Lo primero que vi de la campaña kirchnerista fue una foto del candidato a presidente respaldado por una inscripción de gran tamaño que decía “Unidxs podemos”. Más allá de que el cartel remite a una alianza populista española (felizmente en caída), el uso del llamado lenguaje inclusivo me produjo un malestar adicional. Me pregunté si, de ganar la fórmula de los Fernández, el castellano adulterado por equis, arrobas y es se iba a volver obligatorio. No vale la pena argumentar aquí contra esa práctica impracticable salvo bajo coacción, que parte de confundir género con sexo y engendra discursos cacofónicos. El verdadero problema con algo tan inviable como la idea de modificar la lengua a patadas, a puro voluntarismo, es que la jerga inclusiva dista de ser incluyente sino todo lo contrario: su objetivo no es visibilizar a las mujeres, a las que el español hace ya visibles en su uso actual, sino fidelizar a los militantes capaces de erotizar los sapos que tragan cada día y, al mismo tiempo, hacerles sentir a los opositores el acoso, la amenaza que produce la repetición de actos que resaltan esa homogeneidad en el pensamiento propia de los totalitarismos, regímenes que hacen del uso impropio pero sistemático de ciertas palabras el símbolo de su poder.

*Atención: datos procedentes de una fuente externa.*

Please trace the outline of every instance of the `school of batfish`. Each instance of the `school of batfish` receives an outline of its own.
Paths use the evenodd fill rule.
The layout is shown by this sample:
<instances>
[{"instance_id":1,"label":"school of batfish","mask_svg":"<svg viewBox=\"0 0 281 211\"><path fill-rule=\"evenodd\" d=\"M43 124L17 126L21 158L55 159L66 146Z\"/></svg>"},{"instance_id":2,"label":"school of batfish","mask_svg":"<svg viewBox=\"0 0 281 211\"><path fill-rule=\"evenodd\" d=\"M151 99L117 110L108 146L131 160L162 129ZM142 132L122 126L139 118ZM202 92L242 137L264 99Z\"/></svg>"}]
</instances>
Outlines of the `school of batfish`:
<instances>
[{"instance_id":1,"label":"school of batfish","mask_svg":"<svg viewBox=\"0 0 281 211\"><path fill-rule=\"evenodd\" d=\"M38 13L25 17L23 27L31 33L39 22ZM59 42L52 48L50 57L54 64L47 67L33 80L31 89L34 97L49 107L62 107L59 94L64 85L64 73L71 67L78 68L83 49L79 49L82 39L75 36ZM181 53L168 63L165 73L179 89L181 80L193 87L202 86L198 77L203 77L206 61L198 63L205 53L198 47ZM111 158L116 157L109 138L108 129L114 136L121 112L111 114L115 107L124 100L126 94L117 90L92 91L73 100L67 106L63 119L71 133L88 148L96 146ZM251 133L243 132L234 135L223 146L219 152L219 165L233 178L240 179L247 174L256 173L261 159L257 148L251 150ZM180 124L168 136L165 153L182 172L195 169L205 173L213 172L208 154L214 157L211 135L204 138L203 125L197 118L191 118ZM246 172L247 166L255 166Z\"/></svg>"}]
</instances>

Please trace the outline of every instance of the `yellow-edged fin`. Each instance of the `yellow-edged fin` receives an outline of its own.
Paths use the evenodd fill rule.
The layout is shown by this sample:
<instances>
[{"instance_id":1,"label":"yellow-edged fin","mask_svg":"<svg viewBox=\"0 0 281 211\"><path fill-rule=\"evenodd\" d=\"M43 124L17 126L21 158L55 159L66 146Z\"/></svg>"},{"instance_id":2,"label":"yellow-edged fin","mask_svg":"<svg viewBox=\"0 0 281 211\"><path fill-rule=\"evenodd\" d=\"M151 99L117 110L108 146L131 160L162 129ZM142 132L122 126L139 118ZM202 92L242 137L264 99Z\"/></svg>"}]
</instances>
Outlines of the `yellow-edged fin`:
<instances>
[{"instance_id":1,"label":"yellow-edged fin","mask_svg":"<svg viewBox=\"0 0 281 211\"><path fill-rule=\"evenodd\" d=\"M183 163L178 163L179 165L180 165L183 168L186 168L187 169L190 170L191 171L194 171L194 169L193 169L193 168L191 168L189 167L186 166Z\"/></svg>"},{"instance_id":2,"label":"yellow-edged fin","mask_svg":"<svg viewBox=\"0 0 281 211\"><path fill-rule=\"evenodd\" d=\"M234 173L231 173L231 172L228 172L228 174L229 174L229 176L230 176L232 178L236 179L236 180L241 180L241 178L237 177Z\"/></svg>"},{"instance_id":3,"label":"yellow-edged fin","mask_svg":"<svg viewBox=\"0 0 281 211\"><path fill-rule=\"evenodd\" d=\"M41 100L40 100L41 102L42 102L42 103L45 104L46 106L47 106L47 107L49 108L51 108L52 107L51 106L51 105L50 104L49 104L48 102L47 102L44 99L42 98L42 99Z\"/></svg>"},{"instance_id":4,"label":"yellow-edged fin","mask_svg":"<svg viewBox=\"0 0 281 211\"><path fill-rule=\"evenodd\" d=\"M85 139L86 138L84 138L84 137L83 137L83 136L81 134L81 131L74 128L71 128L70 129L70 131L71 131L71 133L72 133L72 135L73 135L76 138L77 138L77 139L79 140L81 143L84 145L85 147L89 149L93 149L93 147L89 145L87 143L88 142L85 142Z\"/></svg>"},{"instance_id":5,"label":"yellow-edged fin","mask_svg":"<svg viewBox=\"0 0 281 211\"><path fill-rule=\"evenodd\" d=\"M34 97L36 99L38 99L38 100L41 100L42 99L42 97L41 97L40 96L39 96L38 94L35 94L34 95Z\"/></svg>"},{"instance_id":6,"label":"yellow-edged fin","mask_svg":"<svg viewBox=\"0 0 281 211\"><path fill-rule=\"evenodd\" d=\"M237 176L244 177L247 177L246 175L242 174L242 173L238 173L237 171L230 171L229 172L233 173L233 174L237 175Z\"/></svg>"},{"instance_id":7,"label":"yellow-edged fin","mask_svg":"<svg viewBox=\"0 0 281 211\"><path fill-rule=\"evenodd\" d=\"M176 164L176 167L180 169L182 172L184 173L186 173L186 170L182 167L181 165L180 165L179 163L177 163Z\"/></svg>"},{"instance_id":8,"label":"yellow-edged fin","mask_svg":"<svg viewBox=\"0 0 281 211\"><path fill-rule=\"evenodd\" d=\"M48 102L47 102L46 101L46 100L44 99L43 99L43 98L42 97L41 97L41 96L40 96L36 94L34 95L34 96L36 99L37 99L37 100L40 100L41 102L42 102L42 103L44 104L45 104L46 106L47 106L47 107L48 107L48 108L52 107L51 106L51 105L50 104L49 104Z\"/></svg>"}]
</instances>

Al lenguaje inclusivo dedica Alejo Schapire un capítulo de La traición progresista, un libro que acaba de aparecer y que leí con la avidez de quien está perdido en el desierto de la corrección política, la lengua inclusiva y otros horrores que empiezan a ser enseñados en las escuelas. Schapire representa la voz de quienes se desencantaron de la izquierda pero no encuentran exactamente su lugar en el mundo. Este es el problema político más profundo del momento actual, signado por una transformación que no pinta nada bien. Cito a Schapire: “El colapso de la Unión Soviética y su modelo llevó a una parte significativa del progresismo a cambiar nuestro sujeto histórico, la clase trabajadora, por las minorías y a abrazar nuevos aliados liberticidas: autócratas, teocracias de Oriente Medio y las identity politics, sepultando de esa manera la promesa de la emancipación universalista. En esta reconfiguración del paisaje ideológico se fortalecieron dos polos iliberales, aplastando juntos cualquier legado de la corriente secular, humanista y antitotalitaria de la izquierda universal”. Schapire vive en Francia y una de sus mayores preocupaciones es el nuevo antisemitismo de izquierda, organizado bajo la excusa de no discriminar a los musulmanes y que lleva a que intelectuales de renombre (y hasta un papa) se nieguen a condenar el atentado contra Charlie Hebdo. El libro enhebra una sucesión de hechos, datos y anécdotas que ponen de manifiesto el grado de absurdo al que ha llevado la teoría de “no hacerle el juego a la derecha”.
Schapire cuenta que mientras los intelectuales progresistas se dedican a prohibirles la palabra a los que no piensan como ellos y les dan su apoyo a los tiranos del mundo entero, una nueva derecha extrema avanza en el mundo, desde Trump hasta Putin pasando por Orban y Le Pen. Schapire sugiere que el progresismo supo ser un pensamiento contra la discriminación y la barbarie. Creo que dejó de serlo mucho antes de transformarse en un conjunto de demagogos peligrosos que hablan con la e.